The situation with compound index is similar (instead of ordering by one element we order by many). For example you have a collection:

{ "item": 5, "location": 1, "stock": 3, 'a lot of other fields' }  // was stored at position 5 on the disk
{ "item": 1, "location": 3, "stock": 1, 'a lot of other fields' }  // position 1 on the disk
{ "item": 2, "location": 5, "stock": 7, 'a lot of other fields' }  // position 3 on the disk
... huge amount of other data
{ "item": 1, "location": 1, "stock": 1, 'a lot of other fields' }  // position 9 on the disk
{ "item": 1, "location": 1, "stock": 2, 'a lot of other fields' }  // position 7 on the disk

and want an index { "item": 1, "location": 1, "stock": 1 }. The lookup table would look like this (one more time - this is not another collection, this is just for demonstration):

{ "item": 1, "location": 1, "stock": 1, pointer = 9 }
{ "item": 1, "location": 1, "stock": 2, pointer = 7 }
{ "item": 1, "location": 3, "stock": 1, pointer = 1 }
{ "item": 2, "location": 5, "stock": 7, pointer = 3 }
.. huge amount of other data (but not necessarily here. If item would be one it would be somewhere next to items 1)
{ "item": 5, "location": 1, "stock": 3, pointer = 5 }

See that here everything is basically sorted by item, then by location and then by pointer. The same way as with a single index we do not need to scan everything. If we have a query which looks for item = 2, location = 5 and stock = 7 we can quickly identify where documents with item = 2 are and then the same way quickly identify where among these items item with location 5 and so on.

And right now an interesting part.
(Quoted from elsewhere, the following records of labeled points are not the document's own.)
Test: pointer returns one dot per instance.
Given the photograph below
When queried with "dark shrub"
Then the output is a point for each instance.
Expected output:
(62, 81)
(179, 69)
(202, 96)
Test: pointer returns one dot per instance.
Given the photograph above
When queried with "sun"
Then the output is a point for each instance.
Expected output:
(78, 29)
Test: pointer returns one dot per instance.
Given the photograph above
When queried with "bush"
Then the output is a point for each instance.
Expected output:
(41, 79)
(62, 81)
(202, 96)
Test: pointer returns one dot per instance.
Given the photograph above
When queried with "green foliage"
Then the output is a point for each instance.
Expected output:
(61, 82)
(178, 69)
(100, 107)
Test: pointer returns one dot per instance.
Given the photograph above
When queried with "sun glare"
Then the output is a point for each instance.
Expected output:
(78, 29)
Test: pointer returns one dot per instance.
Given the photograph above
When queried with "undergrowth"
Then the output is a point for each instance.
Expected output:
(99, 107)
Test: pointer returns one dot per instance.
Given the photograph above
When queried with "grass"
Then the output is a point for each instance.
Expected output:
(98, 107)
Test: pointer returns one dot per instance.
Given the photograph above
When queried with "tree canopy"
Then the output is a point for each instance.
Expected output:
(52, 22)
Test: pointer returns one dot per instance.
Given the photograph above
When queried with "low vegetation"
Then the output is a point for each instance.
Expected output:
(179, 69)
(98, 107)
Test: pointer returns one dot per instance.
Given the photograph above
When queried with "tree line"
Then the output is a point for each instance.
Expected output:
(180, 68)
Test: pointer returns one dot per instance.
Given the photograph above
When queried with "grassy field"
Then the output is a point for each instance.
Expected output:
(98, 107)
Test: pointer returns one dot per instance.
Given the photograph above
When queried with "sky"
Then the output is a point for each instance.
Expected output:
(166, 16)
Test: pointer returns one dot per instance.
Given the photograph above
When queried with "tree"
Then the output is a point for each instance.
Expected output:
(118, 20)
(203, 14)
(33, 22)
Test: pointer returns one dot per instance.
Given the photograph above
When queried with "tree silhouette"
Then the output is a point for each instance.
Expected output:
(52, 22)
Also we created just one index (although this is a compound index, it is still one index) we can use it to quickly find the element

• only by the item. Really all we need to do is only the first step. So there is no point to create another index {location : 1} because it is already covered by compound index.
• also we can quickly find only by item and by location (we need only 2 steps).

Cool 1 index but helps us in three different ways. But wait a minute: what if we want to find by item and stock. Oh it looks like we can speed up this query as well. We can in log(n) find all elements with specific item and ... here we have to stop - magic has finished. We need to iterate through all of them. But still pretty good.

But may it can help us with other queries. Lets look at a query by location which looks like was already ordered. But if you will look at it - you see that this is a mess. One in the beginning and then one in the end. It can not help you at all.

I hope this clarifies few things:

• why indexes are good (reduce time from O(n) to potentially O(log(n))
• why compound indexes can help with some queries nonetheless we have not created an index on that particular field and help with some other queries.
• what indexes are covered by compound index
• why indexes can harm (it creates additional datastructure which should be maintained)

And this should tell another valid thing: index is not a silver bullet. You can not speed up all your queries, so it sound silly to think that by creating indexes on all fields EVERYTHING would be super fast.

Answer 2

What are your real query patterns? It's very unlikely that you would need to create all of these possible index combinations. I also doubt that including qty in the index would be of much use. Do you need to search for things where qty == 4 independent of location and item type?

An index doesn't need to identify every single record, it just needs to be specific enough to make any final scan small. Given an item code or a stock value are there really that many locations that you'd also need to index on them?

I suspect in this case an index on item, an index on location and and index on stock would be sufficient to answer most likely queries with sufficient speed. (But we'd need to know more about what these field names mean and what the count and distribution of values is within them).

Use explain with your queries and you can see how well they are performing. Add indices as necessary, don't create every possible ordering.